Although bell ringer jackets in their first incarnations looked mostly like Nordic-lite, by the 1980s those relatively tasty reindeer and snowmen had morphed into a high pop culture outfit, thanks in part to "The Cosby Show," where Bill Cosby and Cliff Huxtable have upped all the bets when it comes to flashy knitwear.

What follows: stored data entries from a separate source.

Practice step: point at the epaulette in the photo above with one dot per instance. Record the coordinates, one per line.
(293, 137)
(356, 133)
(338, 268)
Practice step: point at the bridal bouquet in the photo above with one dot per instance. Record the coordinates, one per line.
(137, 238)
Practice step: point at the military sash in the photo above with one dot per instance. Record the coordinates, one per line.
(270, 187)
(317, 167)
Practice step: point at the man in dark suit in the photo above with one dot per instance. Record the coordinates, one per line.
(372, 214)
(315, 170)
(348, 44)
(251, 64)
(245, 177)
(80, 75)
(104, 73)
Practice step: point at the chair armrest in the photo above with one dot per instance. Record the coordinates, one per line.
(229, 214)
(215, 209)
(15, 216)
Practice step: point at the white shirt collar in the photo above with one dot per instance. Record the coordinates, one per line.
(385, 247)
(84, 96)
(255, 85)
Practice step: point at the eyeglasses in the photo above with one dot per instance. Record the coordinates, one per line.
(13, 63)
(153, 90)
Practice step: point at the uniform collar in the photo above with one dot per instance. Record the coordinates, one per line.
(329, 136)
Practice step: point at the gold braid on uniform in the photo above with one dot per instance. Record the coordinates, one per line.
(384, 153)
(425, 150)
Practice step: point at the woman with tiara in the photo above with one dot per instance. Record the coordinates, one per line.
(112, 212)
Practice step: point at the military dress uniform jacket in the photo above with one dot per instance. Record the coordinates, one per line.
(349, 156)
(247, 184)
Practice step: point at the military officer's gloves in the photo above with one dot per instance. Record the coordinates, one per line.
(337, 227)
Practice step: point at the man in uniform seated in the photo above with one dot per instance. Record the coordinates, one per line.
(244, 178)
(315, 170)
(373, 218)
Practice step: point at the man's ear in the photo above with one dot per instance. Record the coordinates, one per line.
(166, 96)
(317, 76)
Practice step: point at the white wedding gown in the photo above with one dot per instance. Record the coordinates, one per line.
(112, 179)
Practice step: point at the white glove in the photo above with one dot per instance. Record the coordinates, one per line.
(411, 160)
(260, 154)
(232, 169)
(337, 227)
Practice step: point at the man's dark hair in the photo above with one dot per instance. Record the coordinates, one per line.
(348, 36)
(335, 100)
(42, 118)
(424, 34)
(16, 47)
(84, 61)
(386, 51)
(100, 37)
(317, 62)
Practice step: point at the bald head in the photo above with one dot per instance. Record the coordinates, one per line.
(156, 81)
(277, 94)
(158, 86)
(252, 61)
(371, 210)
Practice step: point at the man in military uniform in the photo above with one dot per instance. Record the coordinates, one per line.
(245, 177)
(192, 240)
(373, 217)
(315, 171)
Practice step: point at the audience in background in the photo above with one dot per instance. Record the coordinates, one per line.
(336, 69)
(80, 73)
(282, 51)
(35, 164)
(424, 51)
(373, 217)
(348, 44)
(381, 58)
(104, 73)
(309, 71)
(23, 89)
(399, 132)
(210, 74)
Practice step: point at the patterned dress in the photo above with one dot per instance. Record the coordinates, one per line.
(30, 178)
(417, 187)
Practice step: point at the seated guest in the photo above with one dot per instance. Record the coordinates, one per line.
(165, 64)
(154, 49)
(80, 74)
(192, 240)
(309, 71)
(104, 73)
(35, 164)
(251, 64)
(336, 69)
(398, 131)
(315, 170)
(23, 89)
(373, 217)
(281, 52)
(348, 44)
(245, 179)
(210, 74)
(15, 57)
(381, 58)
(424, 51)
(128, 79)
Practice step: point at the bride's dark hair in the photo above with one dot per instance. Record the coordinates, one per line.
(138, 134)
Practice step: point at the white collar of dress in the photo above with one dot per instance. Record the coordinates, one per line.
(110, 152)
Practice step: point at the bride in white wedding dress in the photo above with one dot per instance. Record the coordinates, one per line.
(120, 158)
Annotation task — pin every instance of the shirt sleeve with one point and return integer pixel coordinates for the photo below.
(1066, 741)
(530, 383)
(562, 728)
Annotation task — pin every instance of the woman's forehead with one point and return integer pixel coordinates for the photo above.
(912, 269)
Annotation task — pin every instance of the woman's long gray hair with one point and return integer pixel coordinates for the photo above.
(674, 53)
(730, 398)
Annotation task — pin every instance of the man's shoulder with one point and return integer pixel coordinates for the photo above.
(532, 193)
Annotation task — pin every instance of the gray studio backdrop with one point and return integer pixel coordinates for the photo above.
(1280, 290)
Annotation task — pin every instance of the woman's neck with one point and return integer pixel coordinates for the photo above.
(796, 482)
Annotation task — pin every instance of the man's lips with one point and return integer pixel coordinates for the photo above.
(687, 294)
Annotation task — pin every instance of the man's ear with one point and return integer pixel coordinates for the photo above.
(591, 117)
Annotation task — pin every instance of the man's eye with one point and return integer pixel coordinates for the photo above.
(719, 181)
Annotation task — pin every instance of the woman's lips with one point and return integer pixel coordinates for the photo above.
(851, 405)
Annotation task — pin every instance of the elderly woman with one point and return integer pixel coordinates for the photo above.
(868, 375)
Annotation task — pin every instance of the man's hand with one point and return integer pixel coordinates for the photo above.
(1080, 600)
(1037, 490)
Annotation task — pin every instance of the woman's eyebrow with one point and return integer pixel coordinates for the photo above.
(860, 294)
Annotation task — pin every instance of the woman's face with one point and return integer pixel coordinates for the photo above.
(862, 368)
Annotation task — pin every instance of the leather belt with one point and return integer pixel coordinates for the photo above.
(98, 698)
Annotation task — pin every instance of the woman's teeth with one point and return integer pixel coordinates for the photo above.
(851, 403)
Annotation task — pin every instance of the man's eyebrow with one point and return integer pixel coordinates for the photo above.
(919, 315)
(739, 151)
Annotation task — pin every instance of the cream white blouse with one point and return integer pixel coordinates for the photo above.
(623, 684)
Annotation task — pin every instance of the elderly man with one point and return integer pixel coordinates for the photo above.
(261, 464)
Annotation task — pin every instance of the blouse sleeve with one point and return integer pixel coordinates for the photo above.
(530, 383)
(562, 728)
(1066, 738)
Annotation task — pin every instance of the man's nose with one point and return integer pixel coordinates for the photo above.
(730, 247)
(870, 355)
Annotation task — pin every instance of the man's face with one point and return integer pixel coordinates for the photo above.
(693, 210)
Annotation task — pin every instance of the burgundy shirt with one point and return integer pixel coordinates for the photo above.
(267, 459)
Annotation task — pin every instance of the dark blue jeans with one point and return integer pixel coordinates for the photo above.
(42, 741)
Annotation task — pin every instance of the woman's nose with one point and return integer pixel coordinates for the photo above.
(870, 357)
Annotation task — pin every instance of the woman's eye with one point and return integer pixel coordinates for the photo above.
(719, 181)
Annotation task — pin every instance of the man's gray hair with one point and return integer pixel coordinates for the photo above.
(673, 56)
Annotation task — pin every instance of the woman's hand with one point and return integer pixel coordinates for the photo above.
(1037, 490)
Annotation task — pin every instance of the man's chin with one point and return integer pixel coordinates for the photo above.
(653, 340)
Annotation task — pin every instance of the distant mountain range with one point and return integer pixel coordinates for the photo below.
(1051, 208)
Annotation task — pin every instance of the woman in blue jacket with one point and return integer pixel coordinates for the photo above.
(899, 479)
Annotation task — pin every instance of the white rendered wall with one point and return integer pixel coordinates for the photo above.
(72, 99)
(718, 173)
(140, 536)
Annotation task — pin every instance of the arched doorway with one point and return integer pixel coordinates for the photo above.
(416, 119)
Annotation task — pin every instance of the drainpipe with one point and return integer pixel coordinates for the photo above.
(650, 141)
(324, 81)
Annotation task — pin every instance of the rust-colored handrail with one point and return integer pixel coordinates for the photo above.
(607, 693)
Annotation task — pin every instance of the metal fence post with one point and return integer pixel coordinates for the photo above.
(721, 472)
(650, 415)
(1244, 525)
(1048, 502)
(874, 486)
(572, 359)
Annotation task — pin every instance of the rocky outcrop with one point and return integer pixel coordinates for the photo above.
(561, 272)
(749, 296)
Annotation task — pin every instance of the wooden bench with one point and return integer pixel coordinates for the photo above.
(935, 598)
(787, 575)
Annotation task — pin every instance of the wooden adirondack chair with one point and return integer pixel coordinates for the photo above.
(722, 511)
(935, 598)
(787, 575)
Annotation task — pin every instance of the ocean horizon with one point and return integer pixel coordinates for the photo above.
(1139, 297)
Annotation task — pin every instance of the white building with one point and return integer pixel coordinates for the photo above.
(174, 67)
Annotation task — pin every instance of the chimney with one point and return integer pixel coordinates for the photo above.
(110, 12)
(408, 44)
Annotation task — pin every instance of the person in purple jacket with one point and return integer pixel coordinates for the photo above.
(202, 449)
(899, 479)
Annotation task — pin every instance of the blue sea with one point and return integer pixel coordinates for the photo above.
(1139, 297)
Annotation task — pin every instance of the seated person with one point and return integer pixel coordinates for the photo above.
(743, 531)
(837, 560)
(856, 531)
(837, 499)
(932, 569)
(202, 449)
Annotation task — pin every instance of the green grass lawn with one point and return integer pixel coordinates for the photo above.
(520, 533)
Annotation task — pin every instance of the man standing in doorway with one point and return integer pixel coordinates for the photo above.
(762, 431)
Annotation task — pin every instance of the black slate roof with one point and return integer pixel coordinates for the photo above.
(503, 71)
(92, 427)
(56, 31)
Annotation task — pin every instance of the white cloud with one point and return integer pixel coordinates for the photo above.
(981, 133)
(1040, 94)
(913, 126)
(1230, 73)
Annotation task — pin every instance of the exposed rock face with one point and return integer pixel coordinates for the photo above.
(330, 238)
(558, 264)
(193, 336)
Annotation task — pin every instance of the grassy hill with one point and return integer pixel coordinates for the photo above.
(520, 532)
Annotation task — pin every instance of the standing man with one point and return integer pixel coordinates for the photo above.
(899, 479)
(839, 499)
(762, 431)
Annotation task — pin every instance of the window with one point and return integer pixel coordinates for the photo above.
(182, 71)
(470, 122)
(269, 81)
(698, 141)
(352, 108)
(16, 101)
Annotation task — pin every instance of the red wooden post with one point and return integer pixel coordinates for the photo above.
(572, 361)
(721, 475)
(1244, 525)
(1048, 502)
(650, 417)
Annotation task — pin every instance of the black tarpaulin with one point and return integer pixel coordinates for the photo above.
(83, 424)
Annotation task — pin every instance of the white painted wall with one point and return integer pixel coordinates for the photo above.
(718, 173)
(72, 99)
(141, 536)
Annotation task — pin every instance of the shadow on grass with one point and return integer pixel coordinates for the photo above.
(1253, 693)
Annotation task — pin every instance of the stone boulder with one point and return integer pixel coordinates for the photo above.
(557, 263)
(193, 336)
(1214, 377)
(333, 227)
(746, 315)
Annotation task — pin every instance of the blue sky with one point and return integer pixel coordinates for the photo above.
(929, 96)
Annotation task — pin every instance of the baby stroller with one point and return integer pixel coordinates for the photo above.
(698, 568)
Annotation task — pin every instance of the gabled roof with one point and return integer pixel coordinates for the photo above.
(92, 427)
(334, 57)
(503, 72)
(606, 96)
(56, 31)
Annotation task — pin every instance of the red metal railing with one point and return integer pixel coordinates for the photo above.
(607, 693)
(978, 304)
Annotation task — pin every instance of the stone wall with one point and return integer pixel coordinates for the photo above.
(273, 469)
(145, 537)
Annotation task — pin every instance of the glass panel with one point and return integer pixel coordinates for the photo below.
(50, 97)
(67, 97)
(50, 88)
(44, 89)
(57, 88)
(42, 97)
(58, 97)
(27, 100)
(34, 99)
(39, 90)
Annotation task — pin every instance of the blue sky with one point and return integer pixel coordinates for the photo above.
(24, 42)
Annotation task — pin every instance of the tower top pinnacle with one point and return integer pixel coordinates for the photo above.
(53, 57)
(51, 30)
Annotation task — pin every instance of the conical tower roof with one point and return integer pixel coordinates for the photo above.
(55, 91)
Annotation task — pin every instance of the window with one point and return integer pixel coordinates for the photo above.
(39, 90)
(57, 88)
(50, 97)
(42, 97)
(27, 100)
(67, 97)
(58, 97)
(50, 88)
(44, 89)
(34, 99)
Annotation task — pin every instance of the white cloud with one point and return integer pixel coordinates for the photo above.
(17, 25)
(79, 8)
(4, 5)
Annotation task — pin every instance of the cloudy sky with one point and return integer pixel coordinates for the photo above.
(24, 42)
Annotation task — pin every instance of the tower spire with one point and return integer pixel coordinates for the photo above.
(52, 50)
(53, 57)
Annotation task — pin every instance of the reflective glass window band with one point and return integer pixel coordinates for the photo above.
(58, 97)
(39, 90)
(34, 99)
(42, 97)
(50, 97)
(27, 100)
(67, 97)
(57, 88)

His sweaters were topped by the Griswold family in 1989's "National Lampoon's Christmas Vacation," which starred not only Chevy Chase and Beverly D'Angelo, but a whole host of eye-catching holiday yarns. Colin Firth gave the dress a whole different jerk when he pouted by knitting his own cartoonish reindeer like Mark Darcy in "Bridget Jones's Diary," and by 2002 the official Ugly Christmas party was born—the brainchild of two Canadians, according to "The Ugly Christmas Sweater Party Book: The Ultimate Guide to Getting Ugly. "

Social media gave the trend a new impetus, and eventually led to it Jimmy Fallon “12 Days of Christmas Sweaters,” not to mention the 53 different ugly Christmas sweaters offered on Amazon, thousands of ugly Christmas sweater patterns on Etsy as well as Poshmark (all ugly Christmas sweaters have to go somewhere), and DIY guides by companies Like Woolmark. There are spinoffs such as Ugly Christmas Sweater coloring booksAnd the Children's booksand even gingerbread men. And, of course, workplace ugly Christmas sweater competitions (The New York Times has one of these).

However, after judging such a competition, I think it is fair to say, in terms of its ability to lift one's mood at any given moment; In their ultimate expression of human strength and as a reminder that while life is serious, clothes can be fun, it's Ugly Christmas Sweaters that really are — well, pretty.